The Salariat is troubled

Salaried politicians are understandably concerned with occupying the centre of the public stage - because that determines their future earning power.  To maintain their position, they must go on winning elections.  So when Welsh politicians discovered they were being ignored by 80% of the country's youth, they were right to get worried...

The country's cadre of salaried politicians has never faced such a serious dilemma.  "Democracy" has effected a genuine revolution, such that politicians are now genuinely facing the need to win elections - above all, to win elections - as a precondition of their future earning-power.  Many of them have never had to earn a living outside the race for the ballot-box.  Yet that basic economic fact converts them all from leaders into followers, creates focus group junkies, subverts political courage and initiative, makes faint hearts out of everyone.  And in that very process, they lose the magic that made their predecessors seem as beacons of wisdom and concern, in the eyes of their constituents and the general public. 

The answer does not lie, however, in fiddling with the apparatus of the voting system.  The hapless Minister Nick Raynsford has been detailed off to devise new and easier means of voting - as if it were the process that was in issue, rather than the very substance of our "politics".  The truth is that Westminster and Cardiff Bay politicians have been stripped of their magic, and they will not recover it.  The path of reform lies through the far-reaching redistribution of power, the involvement of citizens of all ages in the governance of their own affairs - less reliance upon representative democracy, rather than more.

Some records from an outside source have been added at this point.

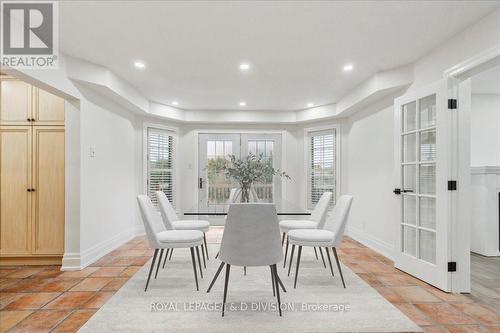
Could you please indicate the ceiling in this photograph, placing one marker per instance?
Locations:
(487, 82)
(296, 50)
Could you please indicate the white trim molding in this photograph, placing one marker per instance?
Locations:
(79, 260)
(384, 248)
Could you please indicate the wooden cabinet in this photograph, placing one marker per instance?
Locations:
(23, 104)
(16, 99)
(32, 175)
(48, 183)
(49, 108)
(15, 180)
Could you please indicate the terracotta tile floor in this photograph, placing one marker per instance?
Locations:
(44, 299)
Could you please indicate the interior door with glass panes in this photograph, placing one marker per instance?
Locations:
(213, 186)
(422, 154)
(269, 147)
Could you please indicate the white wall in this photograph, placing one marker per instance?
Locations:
(369, 176)
(485, 130)
(108, 180)
(101, 212)
(368, 170)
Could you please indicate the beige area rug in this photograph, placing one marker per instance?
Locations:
(319, 304)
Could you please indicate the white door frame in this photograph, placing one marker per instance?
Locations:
(433, 273)
(458, 77)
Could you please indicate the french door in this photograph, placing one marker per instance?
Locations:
(422, 158)
(214, 150)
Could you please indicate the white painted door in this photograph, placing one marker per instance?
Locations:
(214, 149)
(422, 157)
(269, 146)
(213, 186)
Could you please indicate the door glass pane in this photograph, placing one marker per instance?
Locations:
(409, 116)
(427, 246)
(428, 146)
(410, 178)
(409, 148)
(409, 240)
(427, 212)
(409, 209)
(427, 179)
(262, 191)
(427, 109)
(218, 185)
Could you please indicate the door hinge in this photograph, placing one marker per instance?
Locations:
(452, 266)
(452, 103)
(452, 185)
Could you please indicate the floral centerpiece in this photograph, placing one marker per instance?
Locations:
(251, 169)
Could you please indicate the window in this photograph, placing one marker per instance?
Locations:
(160, 163)
(322, 165)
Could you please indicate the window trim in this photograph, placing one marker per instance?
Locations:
(307, 159)
(174, 132)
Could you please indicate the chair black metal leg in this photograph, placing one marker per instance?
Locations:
(286, 252)
(199, 261)
(280, 282)
(228, 268)
(206, 247)
(275, 269)
(322, 257)
(329, 260)
(297, 267)
(203, 255)
(151, 268)
(338, 265)
(165, 260)
(215, 277)
(272, 280)
(194, 268)
(291, 259)
(159, 262)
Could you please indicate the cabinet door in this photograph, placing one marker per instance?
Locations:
(49, 108)
(15, 180)
(15, 102)
(48, 182)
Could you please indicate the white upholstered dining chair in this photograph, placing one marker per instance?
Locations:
(330, 237)
(315, 221)
(251, 238)
(160, 238)
(172, 222)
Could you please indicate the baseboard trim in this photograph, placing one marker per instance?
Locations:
(384, 248)
(77, 261)
(71, 261)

Above all, the search is for a new and imaginative border-line to be drawn between the salariat and the rest of us, ordinary citizens seeking to play an active part in the governance of our own communities.  This border-line has not traditionally been the focus of political attention: throughout my own lifetime, the drive has been all one-way, favouring the expansion of the salariat

  • We must now, systematically, move in the other direction.